Post-Training Quantization (PTQ)#

Note

NOTE: This is for PTQ on XLA devices (CPU/GPU/TPU). ODML models deployed through the LiteRT converter should use ODML modes.

Post-training quantization optimizes serving performance on XLA devices. It’s achieved by quantizing weights ahead of time and computing with quantized types. When static-range quantization is enabled, PTQ also pre-calculates the scales so that the cost of activation quantization is minimal.

PTQ can be used alone, or used together with QT to recover some quality.

PTQ with Qwix#

PTQ in Qwix is implemented by PtqProvider and can be applied to model with quantize_model.

fp_model = SomeLinenModel()
ptq_model = qwix.quantize_model(fp_model, qwix.PtqProvider(rules))

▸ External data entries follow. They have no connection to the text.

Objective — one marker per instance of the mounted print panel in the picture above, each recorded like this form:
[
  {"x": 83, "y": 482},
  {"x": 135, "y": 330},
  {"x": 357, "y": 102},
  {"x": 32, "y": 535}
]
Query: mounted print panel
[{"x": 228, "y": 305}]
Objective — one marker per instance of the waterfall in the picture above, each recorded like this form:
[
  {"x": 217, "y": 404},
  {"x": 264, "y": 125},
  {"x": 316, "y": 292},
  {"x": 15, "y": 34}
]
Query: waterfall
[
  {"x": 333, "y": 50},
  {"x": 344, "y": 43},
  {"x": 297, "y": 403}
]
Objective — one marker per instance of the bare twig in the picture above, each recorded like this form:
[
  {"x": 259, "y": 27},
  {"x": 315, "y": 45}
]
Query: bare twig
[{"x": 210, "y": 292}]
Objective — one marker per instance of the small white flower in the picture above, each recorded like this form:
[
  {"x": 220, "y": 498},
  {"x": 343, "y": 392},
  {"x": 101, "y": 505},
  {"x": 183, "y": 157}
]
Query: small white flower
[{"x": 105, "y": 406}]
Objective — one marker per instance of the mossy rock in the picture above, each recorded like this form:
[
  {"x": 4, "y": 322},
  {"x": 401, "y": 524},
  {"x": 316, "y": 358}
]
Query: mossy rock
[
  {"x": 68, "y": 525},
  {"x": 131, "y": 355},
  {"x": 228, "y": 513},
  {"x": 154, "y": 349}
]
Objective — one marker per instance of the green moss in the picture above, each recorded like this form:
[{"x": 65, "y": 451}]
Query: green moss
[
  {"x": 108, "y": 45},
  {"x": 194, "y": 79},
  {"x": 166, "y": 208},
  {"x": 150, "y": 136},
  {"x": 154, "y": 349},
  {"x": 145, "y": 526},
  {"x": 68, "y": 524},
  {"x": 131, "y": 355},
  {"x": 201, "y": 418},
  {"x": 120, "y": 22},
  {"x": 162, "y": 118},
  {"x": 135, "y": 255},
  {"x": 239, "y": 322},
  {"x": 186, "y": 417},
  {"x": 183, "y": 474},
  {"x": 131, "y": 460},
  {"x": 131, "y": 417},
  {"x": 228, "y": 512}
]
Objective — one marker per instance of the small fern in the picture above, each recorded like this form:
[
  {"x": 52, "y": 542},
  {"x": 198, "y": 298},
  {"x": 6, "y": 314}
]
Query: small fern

A more common practice is to use eval_shape instead of JIT above to obtain an abstract PTQ model, and use quantize_params below to obtain the quantized weights, as demonstrated below.

Weight quantization#

Besides quantizing the model, PTQ also requires weights to be quantized ahead of time. This can be achieved by the quantize_params function.

# Floating-point params, usually loaded from checkpoints.
fp_params = ...

# Initialize abstract quantized params, which serve as a template so that the
# quantize_params function knows how to quantize each weight.
abs_ptq_variables = jax.eval_shape(ptq_model.init, jax.random.key(0), model_input)

ptq_params = qwix.quantize_params(fp_params, abs_ptq_variables['params'])

# ptq_params contains the quantized weights and can be consumed by ptq_model.
quantized_model_output = ptq_model.apply({'params': ptq_params}, model_input)

The intermediate ptq_params can be saved to disk, creating a quantized checkpoint. This practice is commonly known as offline quantization. Qwix recommends online quantization whenever possible because

  • Eliminating the offline quantization step improves the development velocity, and reduces the maintenance cost of multiple checkpoints.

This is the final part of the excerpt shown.